There was no particular reason for me embarking on the challenge of straightening my life up. I wasn’t dissuaded, for example, when I knocked three front teeth loose after one particular passing out event in the laundry. I simply grew tired of the fact that my body wouldn’t give in and give up my ghost. I kept waking up every morning and arriving early for work, and doing my work well, and leading an apparently normal life among my workmates. I didn’t try to make friends with anyone at work, and when people tried to be friendly with me I did my best to be polite and professional while remaining distant. I would even refuse Friday arvo beers and snacks.
There is no doubt a much longer story I could reveal here. If I were to continue on from here I would pause to quote Edward Dahlberg…
“When one realises that his life is worthless, he either commits suicide or travels.”
then I would counter it by noting that, while my initial response upon reading that quote recently was one of absolute agreement, I have found on further reflection upon my own experience that it’s quite possible to balance suicidal behaviour with travel. But to go any further from here I would need to explain how the kind of suicidal behaviour I was engaged in is equivalent to ‘committing’ suicide in the manner that Edward Dahlberg meant it. Frankly, I don’t want to go any further with it. I’ve moved on, and I don’t feel there’s anything more to be gained from dwelling on it. Nothing to be gained for me, and nothing more to be gained for anyone else.
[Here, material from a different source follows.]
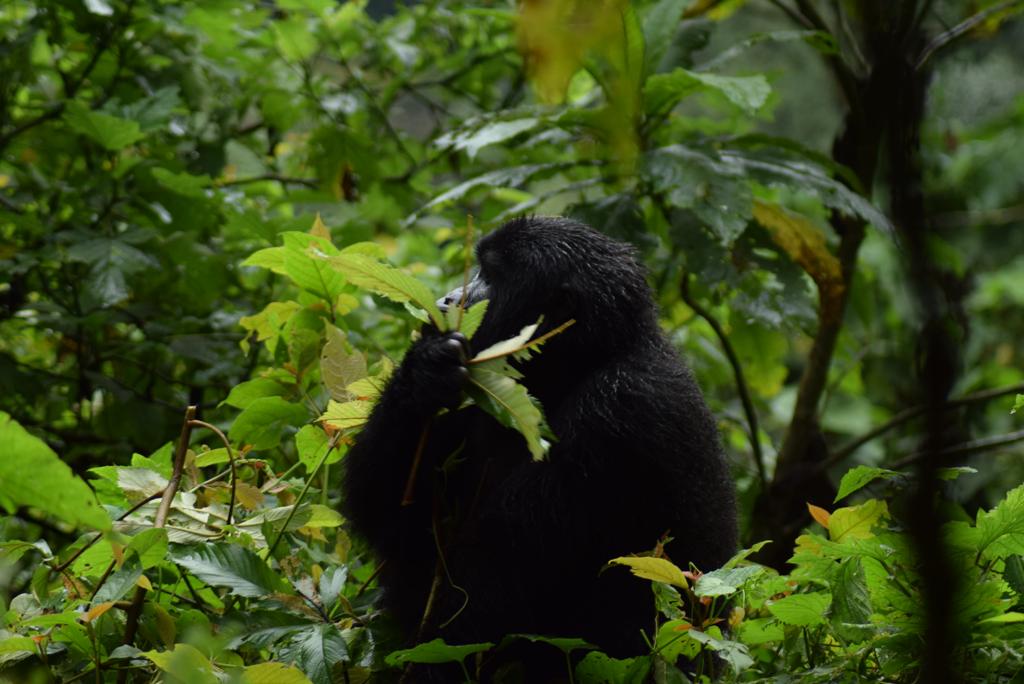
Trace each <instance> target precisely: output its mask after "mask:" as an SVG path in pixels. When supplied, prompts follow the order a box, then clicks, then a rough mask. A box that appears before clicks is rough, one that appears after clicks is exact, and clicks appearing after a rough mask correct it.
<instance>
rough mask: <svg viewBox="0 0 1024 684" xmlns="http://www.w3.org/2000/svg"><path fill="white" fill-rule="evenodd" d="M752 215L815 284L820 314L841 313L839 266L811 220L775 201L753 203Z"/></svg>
mask: <svg viewBox="0 0 1024 684" xmlns="http://www.w3.org/2000/svg"><path fill="white" fill-rule="evenodd" d="M754 219H755V220H756V221H757V222H758V223H760V224H761V225H763V226H764V227H765V228H767V229H768V232H770V233H771V237H772V240H774V241H775V244H776V245H778V246H779V247H780V248H781V249H782V251H784V252H785V253H786V254H788V255H790V258H792V259H793V260H794V261H796V262H797V263H798V264H800V266H801V268H803V269H804V270H805V271H807V274H808V275H810V276H811V277H812V279H813V280H814V283H815V284H816V285H817V286H818V295H819V297H820V299H821V316H822V318H824V319H830V318H834V317H836V316H839V315H840V314H841V313H842V306H841V304H842V301H843V293H844V290H845V289H846V288H845V286H844V285H843V268H842V266H841V265H840V263H839V259H837V258H836V257H835V256H833V253H831V252H829V251H828V246H827V245H825V237H824V234H823V233H822V232H821V230H819V229H818V227H817V226H816V225H814V223H812V222H811V221H810V220H808V219H807V218H805V217H804V216H800V215H799V214H794V213H792V212H788V211H786V210H785V209H783V208H782V207H780V206H778V205H770V204H766V203H764V202H757V201H756V202H755V203H754Z"/></svg>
I had a piece of furniture delivered today. Then I went out and bought a TV and a DVD player to put on it. It’s the first time in 5 years that I’ve allowed myself to buy anything that might pin me down to one place and dare me to call it my home. Soon I will buy a bed frame and stop sleeping on a mattress on the floor. I will still be traveling, but probably less often and not so far away from home.
If this were a dolphin performing a trick
of light with an arctic pear chandelier,
would mirrors be vases and sunflowers rust
on re-entry or visually similar?
If that were a theatre curtain drawn back
from an ocean wave passing your window,
would safety orange do for the dolphin
or would you prefer it tangelo?
If those were ripples in milk on the wall
and the arctic pear chandelier tinkling,
would force be the window, the window the load,
or the dolphin an armchair to brace in?